A friend have a pair of dxs with the pink lens for cloudy days. It creates great contrast for flat light conditions, but it doesn't do much on sunny days (no shit)  I have no experience with rogue or mace tho, but the dxs was a nice fit for my face.


----------



## BliND KiNK (Feb 22, 2010)

They are good? also have the dxs's .... if you aren't big on the type just go sit and wait on whiskeymilitia.com and get them on the cheap...
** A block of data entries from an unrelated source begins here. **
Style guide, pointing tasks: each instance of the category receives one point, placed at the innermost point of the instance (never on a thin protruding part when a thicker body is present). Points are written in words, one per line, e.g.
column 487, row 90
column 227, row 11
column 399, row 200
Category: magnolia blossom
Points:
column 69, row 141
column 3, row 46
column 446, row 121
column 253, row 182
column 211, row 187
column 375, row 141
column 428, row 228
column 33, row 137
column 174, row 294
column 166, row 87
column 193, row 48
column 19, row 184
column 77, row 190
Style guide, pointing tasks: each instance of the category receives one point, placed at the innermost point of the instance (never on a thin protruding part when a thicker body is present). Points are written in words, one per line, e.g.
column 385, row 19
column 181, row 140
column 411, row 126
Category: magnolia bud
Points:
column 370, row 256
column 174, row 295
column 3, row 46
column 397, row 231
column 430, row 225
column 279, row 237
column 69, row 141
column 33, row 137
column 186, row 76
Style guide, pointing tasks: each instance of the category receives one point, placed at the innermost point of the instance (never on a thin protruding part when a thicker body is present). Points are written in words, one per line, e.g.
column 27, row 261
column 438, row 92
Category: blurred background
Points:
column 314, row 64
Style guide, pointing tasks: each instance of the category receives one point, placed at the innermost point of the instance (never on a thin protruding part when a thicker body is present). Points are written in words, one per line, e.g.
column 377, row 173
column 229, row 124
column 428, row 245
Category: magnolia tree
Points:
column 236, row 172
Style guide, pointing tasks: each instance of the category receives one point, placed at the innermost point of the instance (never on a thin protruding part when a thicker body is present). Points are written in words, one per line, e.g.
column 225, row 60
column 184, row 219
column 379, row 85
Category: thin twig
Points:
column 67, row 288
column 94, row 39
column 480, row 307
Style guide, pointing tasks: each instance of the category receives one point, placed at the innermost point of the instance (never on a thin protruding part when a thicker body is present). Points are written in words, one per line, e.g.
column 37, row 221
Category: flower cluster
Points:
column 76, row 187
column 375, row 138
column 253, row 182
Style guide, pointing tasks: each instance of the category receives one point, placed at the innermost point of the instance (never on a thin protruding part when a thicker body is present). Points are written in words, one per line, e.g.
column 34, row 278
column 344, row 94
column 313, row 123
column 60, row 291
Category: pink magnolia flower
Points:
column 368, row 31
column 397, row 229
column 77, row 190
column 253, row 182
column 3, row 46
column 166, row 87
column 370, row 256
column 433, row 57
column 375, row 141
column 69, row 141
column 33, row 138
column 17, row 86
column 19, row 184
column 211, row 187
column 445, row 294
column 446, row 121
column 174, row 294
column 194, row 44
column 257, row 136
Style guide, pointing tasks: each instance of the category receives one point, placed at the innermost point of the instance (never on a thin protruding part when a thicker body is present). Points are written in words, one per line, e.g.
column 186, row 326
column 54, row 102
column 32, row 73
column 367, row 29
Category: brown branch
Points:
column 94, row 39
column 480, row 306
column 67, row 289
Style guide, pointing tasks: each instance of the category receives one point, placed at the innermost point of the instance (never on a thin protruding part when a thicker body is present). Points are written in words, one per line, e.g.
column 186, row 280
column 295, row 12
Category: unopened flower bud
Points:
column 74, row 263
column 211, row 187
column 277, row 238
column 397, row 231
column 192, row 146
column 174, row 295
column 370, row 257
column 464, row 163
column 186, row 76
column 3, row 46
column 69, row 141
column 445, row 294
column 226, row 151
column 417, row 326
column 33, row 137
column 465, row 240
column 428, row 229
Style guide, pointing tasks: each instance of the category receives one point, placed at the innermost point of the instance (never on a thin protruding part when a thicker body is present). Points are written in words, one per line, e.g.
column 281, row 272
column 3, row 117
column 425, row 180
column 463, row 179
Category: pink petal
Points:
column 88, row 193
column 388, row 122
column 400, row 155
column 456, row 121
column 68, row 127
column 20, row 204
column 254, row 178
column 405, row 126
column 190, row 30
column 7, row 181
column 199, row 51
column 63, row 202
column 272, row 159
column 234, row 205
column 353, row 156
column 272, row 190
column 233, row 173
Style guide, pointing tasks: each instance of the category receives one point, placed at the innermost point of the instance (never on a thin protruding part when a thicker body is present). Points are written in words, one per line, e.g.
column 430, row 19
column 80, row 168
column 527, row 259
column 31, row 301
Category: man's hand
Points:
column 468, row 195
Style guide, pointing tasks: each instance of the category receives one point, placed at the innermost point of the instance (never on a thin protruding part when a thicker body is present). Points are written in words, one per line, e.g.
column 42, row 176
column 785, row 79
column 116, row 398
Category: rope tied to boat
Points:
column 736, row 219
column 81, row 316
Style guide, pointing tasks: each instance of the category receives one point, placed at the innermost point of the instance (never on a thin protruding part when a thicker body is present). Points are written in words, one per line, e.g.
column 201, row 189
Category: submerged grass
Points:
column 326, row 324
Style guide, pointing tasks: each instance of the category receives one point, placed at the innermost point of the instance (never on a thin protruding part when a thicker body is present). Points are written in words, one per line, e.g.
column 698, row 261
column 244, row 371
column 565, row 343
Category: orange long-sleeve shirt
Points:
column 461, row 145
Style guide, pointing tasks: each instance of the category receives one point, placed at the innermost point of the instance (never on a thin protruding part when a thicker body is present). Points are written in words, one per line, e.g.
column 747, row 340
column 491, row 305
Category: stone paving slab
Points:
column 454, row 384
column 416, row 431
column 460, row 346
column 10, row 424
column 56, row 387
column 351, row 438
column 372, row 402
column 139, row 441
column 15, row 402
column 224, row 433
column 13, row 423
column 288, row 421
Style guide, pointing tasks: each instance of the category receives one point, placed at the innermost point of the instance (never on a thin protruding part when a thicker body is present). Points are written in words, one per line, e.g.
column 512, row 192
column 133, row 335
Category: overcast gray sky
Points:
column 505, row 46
but also no experience on the mace or rogue.. I'mma electric kid.


----------



## AngryHugo (Oct 8, 2009)

I've been wearing Rogues since last season and really love 'em. Comfy, good optics, and never fog. They show up on WhiskeyMilitia a few times a week, so keep your peepers peeled.


----------



## Triple8Sol (Nov 24, 2008)

I used to have a couple pairs of the DX which were fine, but now I have a couple pairs of the Rogue and love them. Good peripheral with the spherical lens, lots of frame/lens color options.


----------



## BliND KiNK (Feb 22, 2010)

I want Anons really.. bad.. I don't even know why really. lol but man I like the hawkeyes


----------



## borborygmii (Feb 2, 2011)

illmaticnyc said:


> i own a pair of Zeals and love them. i would like another pair and have looked at dragons but never seen these around. what are your thoughts?
> 
> im looking at the following.
> 
> mace and rogue. also i think i need something more for cloudy weather as my zeals are a bit too dark


dragon dxs ambers...just the right size. i've worn them for several years, same pair, they've never let me down. just go to the store and try on some different models and see which fits the best. dx for me was too big, and rogue/mace weren't invented yet back them.


----------



## icfpny (Jan 20, 2011)

I bought Dragon Rogues on WM a while back, and I love them so far. If they fit your face then I highly recommend them. Also, if you see Whiskey Militia selling Rogues in the "Jet" colorway, they're a great deal -- the ones that they sent me came with polarized lenses. I'm not too sure what the actual difference between ionized and polarized actually is, but it's nice knowing I got a set of pretty expensive goggles for ~sixty bucks.


----------



## Stringer Bell (Jan 9, 2011)

I have a pair of black rogues. They're all I wear and they have been great in every condition. No glare, fogging, smearing or anything like that. They fit well on me and the field of vision isn't obstructed by the design. I highly recommend.


----------



## tahoerider (Jan 1, 2011)

i have the dxs with the normal lens and they never fog and theyre super comfy and look great and i loooooove them. definitely get em


----------